Oxyfunctionalization with Cp*IrIII(NHC)(Me)(Cl) with O2: Identification of a Rare Bimetallic IrIV μ‑Oxo Intermediate

Methanol formation from [Cp*IrIII(NHC)­Me­(CD2Cl2)]+ occurs quantitatively at room temperature with air (O2) as the oxidant and ethanol as a proton source. A rare example of a diiridium bimetallic complex, [(Cp*Ir­(NHC)­Me)2(μ-O)]­[(BArF4)2], 3, was isolated and shown to be an intermediate in this reaction. The electronic absorption spectrum of 3 features a broad observation at ∼660 nm, which is primarily responsible for its blue color. In addition, 3 is diamagnetic and can be characterized by NMR spectroscopy. Complex 3 was also characterized by X-ray crystallography and contains an IrIV–O–IrIV core in which two d5 Ir­(IV) centers are bridged by an oxo ligand.

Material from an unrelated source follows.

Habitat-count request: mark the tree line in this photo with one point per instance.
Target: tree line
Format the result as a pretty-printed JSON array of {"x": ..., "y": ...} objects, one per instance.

DFT and MCSCF calculations reveal several important features of the electronic structure of 3, most notably, that the μ-oxo bridge facilitates communication between the two Ir centers, and σ/π mixing yields a nonlinear arrangement of the μ-oxo core (Ir–O–Ir ∼ 150°) to facilitate oxygen atom transfer. The formation of 3 results from an Ir oxo/oxyl intermediate that may be described by two competing bonding models, which are close in energy and have formal Ir–O bond orders of 2 but differ markedly in their electronic structures. The radical traps TEMPO and 1,4-cyclohexadiene do not inhibit the formation of 3; however, methanol formation from 3 is inhibited by TEMPO. Isotope labeling studies confirmed the origin of the methyl group in the methanol product is the iridium–methyl bond in the [Cp*Ir­(NHC)­Me­(CD2Cl2)]­[BArF4] starting material. Isolation of the diiridium-containing product [(Cp*Ir­(NHC)­Cl)2]­[(BArF4)2], 4, in high yields at the end of the reaction suggests that the Cp* and NHC ligands remain bound to the iridium and are not significantly degraded under reaction conditions.